As the war widened - the United States in late 1941 had entered the struggle against the Axis powers - Hitler identified the totality of Germany's enemies with "international Jewry".
The invasion of Soviet Russia was the seal on Hitler's idea of territorial conquest in the East, which was closely linked with annihilating the 'biological roots of Bolshevism and therefore the liquidation of all Jews under occupation German.
Underestimating the depth of military reserves for the Russians, who could call, the caliber of his generals and resilience, fighting spirit of the Russian people (whom he dismissed as inferior peasants), Hitler prematurely proclaimed in October 1941 that the Soviet Union had been "shot down and never again arise." Actually, it had overlooked the pitiless Russian winter to which his troops were condemned and which forced the Wehrmacht to abandon the highly mobile war, which previously submitted as spectacular successes. The disaster before Moscow in December 1941 led to Hitler now assumed personal control of all military operations. Since the winter of 1941, the writing was on the wall, but Hitler refused to accept military defeat, believing he will be relentless.
His health deteriorated under the impact of drugs. Hitler's downsizing, symbolized by his public appearances increasingly rare and self-enforced isolation in the "Wolf's Lair" headquarters located in the East Prussian forests, coincided with the visible signs of Germany's defeat became evident that comes in mid-1942.

The defeat of Rommel at El Alamein and the subsequent loss of North Africa to the Anglo-American forces were overshadowed by the disaster at Stalingrad where General von Paulus's Sixth Army was cut off and surrendered to the Russians in January 1943 . In July 1943 the Allies captured Sicily and Mussolini's regime collapsed in Italy. The total mobilization of the German war economy to raise the fighting spirit of the German people were powerless to change the fact that the Third Reich lacked the resources as a struggle against the world alliance which Hitler himself had provoked.

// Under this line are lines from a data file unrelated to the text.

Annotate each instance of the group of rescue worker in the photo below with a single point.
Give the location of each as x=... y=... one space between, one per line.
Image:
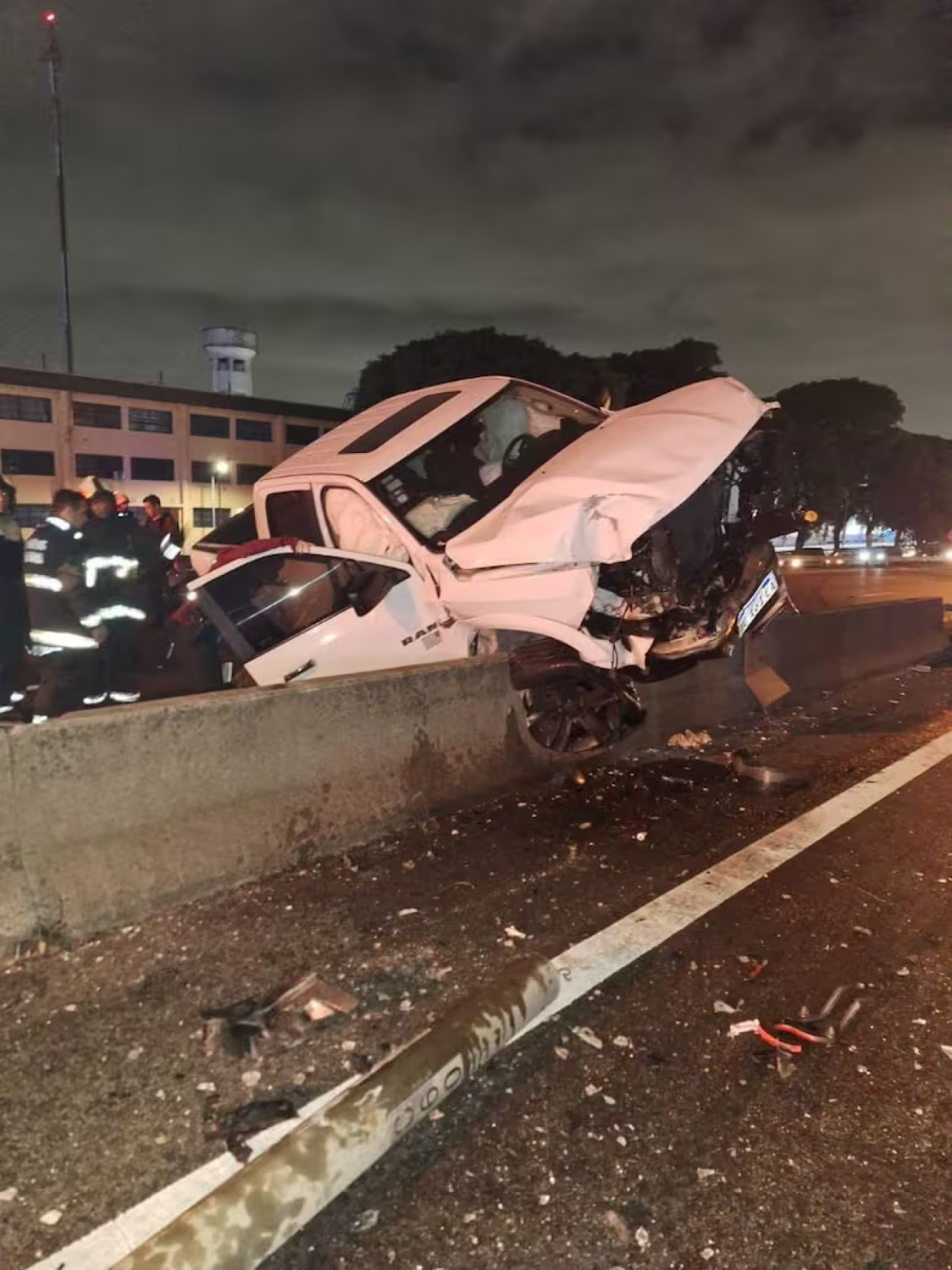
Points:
x=77 y=597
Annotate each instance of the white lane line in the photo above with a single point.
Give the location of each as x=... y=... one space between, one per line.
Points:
x=584 y=966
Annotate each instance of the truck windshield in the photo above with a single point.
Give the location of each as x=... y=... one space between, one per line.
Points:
x=475 y=464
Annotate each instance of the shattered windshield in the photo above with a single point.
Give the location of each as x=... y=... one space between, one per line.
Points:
x=474 y=465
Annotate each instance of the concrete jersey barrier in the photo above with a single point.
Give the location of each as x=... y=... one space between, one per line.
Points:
x=113 y=815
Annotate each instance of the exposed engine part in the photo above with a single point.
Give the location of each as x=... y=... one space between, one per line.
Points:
x=571 y=706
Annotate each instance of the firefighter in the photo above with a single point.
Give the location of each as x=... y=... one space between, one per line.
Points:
x=13 y=603
x=113 y=577
x=65 y=632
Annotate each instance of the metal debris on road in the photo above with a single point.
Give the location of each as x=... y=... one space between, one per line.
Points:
x=238 y=1027
x=619 y=1227
x=238 y=1126
x=587 y=1036
x=689 y=740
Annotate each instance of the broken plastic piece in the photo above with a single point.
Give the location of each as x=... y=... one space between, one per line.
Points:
x=739 y=1029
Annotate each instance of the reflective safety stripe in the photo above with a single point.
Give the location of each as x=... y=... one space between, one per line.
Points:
x=59 y=641
x=41 y=582
x=120 y=565
x=111 y=612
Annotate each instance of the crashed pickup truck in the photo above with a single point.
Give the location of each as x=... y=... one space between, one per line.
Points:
x=599 y=549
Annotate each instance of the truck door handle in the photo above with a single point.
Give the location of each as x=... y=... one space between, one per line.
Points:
x=301 y=670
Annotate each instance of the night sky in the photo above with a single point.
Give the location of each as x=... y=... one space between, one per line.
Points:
x=607 y=174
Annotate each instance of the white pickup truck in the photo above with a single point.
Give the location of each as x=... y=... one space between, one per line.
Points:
x=612 y=544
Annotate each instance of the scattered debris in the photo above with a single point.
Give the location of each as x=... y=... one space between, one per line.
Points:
x=238 y=1126
x=587 y=1036
x=238 y=1027
x=619 y=1227
x=771 y=779
x=364 y=1222
x=689 y=740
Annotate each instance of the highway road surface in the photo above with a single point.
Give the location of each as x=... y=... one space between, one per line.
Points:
x=817 y=589
x=631 y=1132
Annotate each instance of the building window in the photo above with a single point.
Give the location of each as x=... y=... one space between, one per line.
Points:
x=27 y=463
x=30 y=515
x=210 y=517
x=149 y=420
x=210 y=426
x=25 y=409
x=108 y=466
x=152 y=469
x=253 y=429
x=97 y=414
x=301 y=433
x=246 y=474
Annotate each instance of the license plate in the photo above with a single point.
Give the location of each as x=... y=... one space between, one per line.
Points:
x=757 y=603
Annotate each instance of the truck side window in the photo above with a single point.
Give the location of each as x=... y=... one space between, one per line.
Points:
x=291 y=513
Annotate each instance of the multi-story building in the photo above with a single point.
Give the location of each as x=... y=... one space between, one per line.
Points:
x=201 y=452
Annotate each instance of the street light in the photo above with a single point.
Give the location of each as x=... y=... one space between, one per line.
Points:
x=220 y=468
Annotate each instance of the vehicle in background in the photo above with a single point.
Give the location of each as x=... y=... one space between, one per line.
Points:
x=602 y=549
x=806 y=558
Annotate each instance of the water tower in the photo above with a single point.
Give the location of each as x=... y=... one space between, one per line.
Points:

As the Red Army came to Berlin and the Anglo-Americans reached the Elbe, on 19 March 1945 Hitler ordered the destruction of what remained of German industry, communications and transportation systems. He decided that, if not survive, Germany too should be destroyed. The same ruthless nihilism and passion for the destruction that has led to the extermination of six million Jews in death camps, the biological treatment "of the sub-human Slavs and other subject peoples in the New Order finally turned against their own people.
On 29 April 1945, he married his mistress Eva Braun. The next day, Hitler committed suicide, shot himself in the mouth with a pistol. His body was taken to the garden of the Reich Chancellery by aides, covered with macabre act of petrol and burned along with Eva Braun.

With his death was nothing left of the "Great Germanic Reich" of the tyrannical power structure and ideological system which had devastated Europe during the twelve years of his totalitarian regime.
Ideological Statement.
The teaching of history should convey only facts and be free from political motives, personal opinions, biases, propaganda, and other common tactics of distortion. Every claim that is made about history should also be accompanied by documentation proving its basis. Only responsible scholarship and teaching should be permitted. Those who intend to support particular political interests and agendas should have their biased historical interpretations criticized for lacking proof.